Stranger in a Village - author's intention

What's Baldwin's intent of writing this essay:

Baldwin talks about how different the Europeans and Americans sees him as a black man. In a way he is sort of saying how Europeans are naive about what's going on with the racial issue in the US. I think Baldwin's intention of writing this essay was to criticize how white men treat the African Americans in the US. He was reinforcing how racial justice issue has always been a huge part of the history in earlier years. Yet, there was nothing the African Americans can do about these racial injustice problems.


Support:

The whole paragraph 14: "There is a dreadful abyss between the streets of this village and the streets of the city in which I was born, between the children who shout Neger! today and those who shouted Nigger! yesterday—the abyss is experience, the American experience. The syllable hurled behind me today expresses, above all, wonder: I am a stranger here. But I am not a stranger in America and the same syllable riding on the American air expresses the war my presence has occasioned in the American soul." explains that there is a difference between how people view him as a black man in this small European town and back in America.
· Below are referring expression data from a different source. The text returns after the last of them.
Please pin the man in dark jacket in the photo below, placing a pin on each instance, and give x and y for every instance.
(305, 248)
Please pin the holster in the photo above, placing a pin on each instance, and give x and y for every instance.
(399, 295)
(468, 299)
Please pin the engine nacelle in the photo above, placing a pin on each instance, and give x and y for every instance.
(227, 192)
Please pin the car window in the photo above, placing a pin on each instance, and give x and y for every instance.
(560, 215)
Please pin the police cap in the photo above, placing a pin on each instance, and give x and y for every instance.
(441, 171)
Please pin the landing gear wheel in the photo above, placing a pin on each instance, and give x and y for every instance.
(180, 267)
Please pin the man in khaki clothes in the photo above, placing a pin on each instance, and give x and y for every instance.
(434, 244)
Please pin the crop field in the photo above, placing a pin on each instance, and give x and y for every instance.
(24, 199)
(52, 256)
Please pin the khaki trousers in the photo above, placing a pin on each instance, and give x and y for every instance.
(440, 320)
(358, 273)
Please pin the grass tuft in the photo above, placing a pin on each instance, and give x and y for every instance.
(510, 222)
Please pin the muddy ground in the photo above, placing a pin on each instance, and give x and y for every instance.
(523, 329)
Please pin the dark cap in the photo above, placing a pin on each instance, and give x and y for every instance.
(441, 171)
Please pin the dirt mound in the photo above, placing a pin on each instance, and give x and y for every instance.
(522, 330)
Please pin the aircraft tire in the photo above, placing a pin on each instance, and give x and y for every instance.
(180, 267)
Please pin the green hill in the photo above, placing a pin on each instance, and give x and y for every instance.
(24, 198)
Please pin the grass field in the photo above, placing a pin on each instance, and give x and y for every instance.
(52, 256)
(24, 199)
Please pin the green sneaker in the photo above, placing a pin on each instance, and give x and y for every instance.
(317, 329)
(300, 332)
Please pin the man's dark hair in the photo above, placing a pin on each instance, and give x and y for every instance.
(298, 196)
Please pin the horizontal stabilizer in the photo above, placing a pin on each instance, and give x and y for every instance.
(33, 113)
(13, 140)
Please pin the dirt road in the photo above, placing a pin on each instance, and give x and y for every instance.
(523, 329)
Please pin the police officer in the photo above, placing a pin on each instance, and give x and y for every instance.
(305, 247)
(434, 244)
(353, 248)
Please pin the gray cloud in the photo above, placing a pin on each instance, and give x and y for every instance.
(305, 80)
When a Swiss village kid called him Negger from the back, he didn't really feel anguish at all, but it certainly reminded him of how he was treated in America.
Paragraph 10 says "The rage of the disesteemed is personally fruitless, but it is also absolutely inevitable: this rage, so generally discounted, so little understood even among the people whose daily bread it is, is one of the things that makes history. Rage can only with difficulty, and never entirely, be brought under the domination of the intelligence and is therefore not susceptible to any arguments whatever."--- this supports how Baldwin feels in America. There is nothing he can do about the situation, but being hurt and furious.

4 comments:

Roxanne said...

You picked two of my favorite paragraphs. :D
Yeah, I think the racial issue in America was definitely an important point. This is kind of beside the point, but I wonder what the narrator's reason was to travel to the village...

Kassy said...

This was really good. I liked how you mentioned that Baldwin may be saying that Europeans are naive about racial issues.
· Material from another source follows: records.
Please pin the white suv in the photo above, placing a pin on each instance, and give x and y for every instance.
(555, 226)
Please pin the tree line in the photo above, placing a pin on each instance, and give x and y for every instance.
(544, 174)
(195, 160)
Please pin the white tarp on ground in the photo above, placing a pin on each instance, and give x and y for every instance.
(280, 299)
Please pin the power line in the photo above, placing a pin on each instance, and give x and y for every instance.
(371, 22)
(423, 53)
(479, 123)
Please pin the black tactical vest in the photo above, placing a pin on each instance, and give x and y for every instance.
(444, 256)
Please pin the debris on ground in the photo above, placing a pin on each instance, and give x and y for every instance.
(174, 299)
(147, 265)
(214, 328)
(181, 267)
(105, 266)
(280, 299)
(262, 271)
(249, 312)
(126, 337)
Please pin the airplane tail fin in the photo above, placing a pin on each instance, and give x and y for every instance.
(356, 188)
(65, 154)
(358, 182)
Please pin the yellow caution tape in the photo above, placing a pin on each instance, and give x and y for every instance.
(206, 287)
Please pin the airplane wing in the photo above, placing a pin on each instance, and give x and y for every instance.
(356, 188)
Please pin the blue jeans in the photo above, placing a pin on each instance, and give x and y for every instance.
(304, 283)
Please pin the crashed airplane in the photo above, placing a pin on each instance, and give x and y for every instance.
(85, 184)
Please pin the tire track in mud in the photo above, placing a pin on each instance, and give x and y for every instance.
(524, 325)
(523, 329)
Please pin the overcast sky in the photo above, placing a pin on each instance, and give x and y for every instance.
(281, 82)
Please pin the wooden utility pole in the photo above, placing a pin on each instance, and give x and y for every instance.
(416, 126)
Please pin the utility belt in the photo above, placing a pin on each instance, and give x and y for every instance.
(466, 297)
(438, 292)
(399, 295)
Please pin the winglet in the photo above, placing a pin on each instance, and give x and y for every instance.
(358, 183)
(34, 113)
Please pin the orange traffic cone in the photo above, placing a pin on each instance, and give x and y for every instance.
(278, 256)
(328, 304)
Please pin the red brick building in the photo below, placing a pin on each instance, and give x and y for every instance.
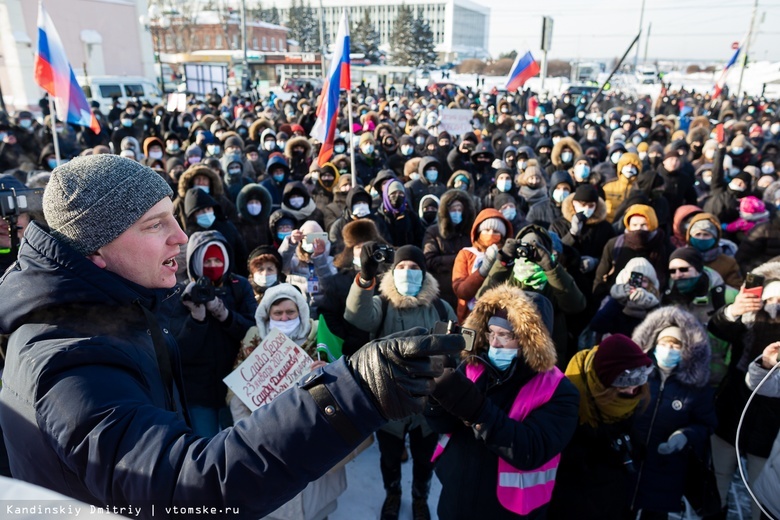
(211, 30)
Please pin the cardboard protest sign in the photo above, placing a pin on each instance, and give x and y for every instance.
(273, 367)
(456, 121)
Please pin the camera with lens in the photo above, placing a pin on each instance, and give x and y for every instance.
(524, 250)
(383, 253)
(622, 446)
(202, 292)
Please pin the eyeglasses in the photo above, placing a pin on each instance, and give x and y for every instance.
(503, 337)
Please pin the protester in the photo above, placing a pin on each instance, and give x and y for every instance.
(408, 297)
(83, 313)
(506, 409)
(680, 416)
(592, 481)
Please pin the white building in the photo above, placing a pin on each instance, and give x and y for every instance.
(460, 27)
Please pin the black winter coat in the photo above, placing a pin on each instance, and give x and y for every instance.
(468, 468)
(209, 348)
(85, 413)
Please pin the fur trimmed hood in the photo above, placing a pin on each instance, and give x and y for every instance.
(694, 367)
(185, 181)
(250, 192)
(283, 291)
(536, 345)
(567, 209)
(446, 228)
(297, 141)
(428, 292)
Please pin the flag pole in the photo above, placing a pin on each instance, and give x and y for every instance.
(351, 138)
(351, 134)
(54, 136)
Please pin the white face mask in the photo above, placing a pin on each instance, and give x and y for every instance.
(254, 208)
(360, 210)
(263, 280)
(286, 327)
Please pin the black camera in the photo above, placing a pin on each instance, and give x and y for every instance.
(450, 327)
(622, 446)
(202, 292)
(383, 253)
(524, 250)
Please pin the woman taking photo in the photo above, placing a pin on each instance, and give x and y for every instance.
(506, 412)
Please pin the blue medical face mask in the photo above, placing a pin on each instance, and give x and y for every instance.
(408, 282)
(667, 357)
(205, 220)
(501, 357)
(703, 244)
(504, 185)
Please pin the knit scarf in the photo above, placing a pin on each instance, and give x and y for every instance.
(592, 393)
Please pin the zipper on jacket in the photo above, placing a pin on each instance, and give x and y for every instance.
(647, 440)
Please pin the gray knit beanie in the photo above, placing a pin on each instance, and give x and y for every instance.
(91, 200)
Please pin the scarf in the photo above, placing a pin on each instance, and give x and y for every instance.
(595, 406)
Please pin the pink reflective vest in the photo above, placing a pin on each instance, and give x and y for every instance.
(522, 491)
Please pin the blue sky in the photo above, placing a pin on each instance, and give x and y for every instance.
(602, 29)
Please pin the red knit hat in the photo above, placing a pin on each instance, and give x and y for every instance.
(620, 362)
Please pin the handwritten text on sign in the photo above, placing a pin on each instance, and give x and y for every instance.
(456, 121)
(273, 367)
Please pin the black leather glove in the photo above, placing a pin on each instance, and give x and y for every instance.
(368, 266)
(542, 257)
(398, 370)
(509, 251)
(457, 394)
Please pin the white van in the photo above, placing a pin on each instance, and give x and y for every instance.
(104, 89)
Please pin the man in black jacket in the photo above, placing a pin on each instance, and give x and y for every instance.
(92, 402)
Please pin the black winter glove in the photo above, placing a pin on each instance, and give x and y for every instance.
(542, 258)
(509, 251)
(368, 266)
(398, 370)
(457, 394)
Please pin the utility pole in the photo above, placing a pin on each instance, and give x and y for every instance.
(747, 50)
(245, 75)
(641, 19)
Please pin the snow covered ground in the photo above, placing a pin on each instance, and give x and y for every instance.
(365, 494)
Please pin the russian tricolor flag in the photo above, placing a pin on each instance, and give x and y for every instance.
(718, 88)
(524, 68)
(324, 129)
(54, 74)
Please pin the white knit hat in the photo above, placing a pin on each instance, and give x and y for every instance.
(637, 265)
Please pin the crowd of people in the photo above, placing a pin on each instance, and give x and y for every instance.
(618, 262)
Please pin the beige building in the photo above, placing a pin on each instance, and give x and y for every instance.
(101, 37)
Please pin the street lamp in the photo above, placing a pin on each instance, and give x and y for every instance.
(155, 19)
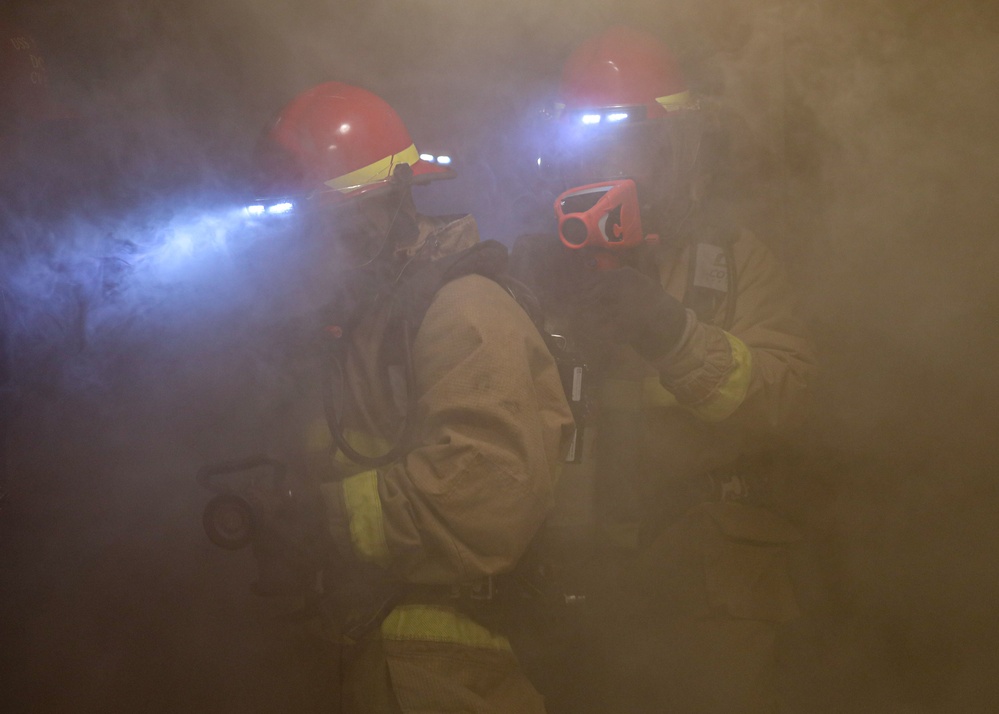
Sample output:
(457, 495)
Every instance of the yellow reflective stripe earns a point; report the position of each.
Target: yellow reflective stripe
(378, 171)
(428, 623)
(674, 102)
(364, 512)
(732, 391)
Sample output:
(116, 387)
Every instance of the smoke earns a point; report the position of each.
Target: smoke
(138, 300)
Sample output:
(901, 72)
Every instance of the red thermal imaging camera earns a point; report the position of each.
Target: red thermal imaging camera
(601, 217)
I agree about how he wrote this to criticize the treatment of blacks by Americans. And also how he feels like he can't do anything... "The rage of the disesteemed is fruitless." (I may have paraphrased?) I think he might be expressing his frustration with his situation, and in a way, hoping that Americans will learn that it is time for change.

Aled Lines said...

Very good, I thought that you're supporting quotations were well chosen to augment your central point. I thought that your main idea about European naivity and the difference between Europeans and Americans was also accurate.

Unknown said...

See, it totally shocks me when you even question whether you should be in AP, when you provide responses like that. Excellent reading of the text. I think your first sentence about how Europeans and Americans see black people differently based on Europe's lack of knowledge about racial circumstances in America is so insightful. Very nice job.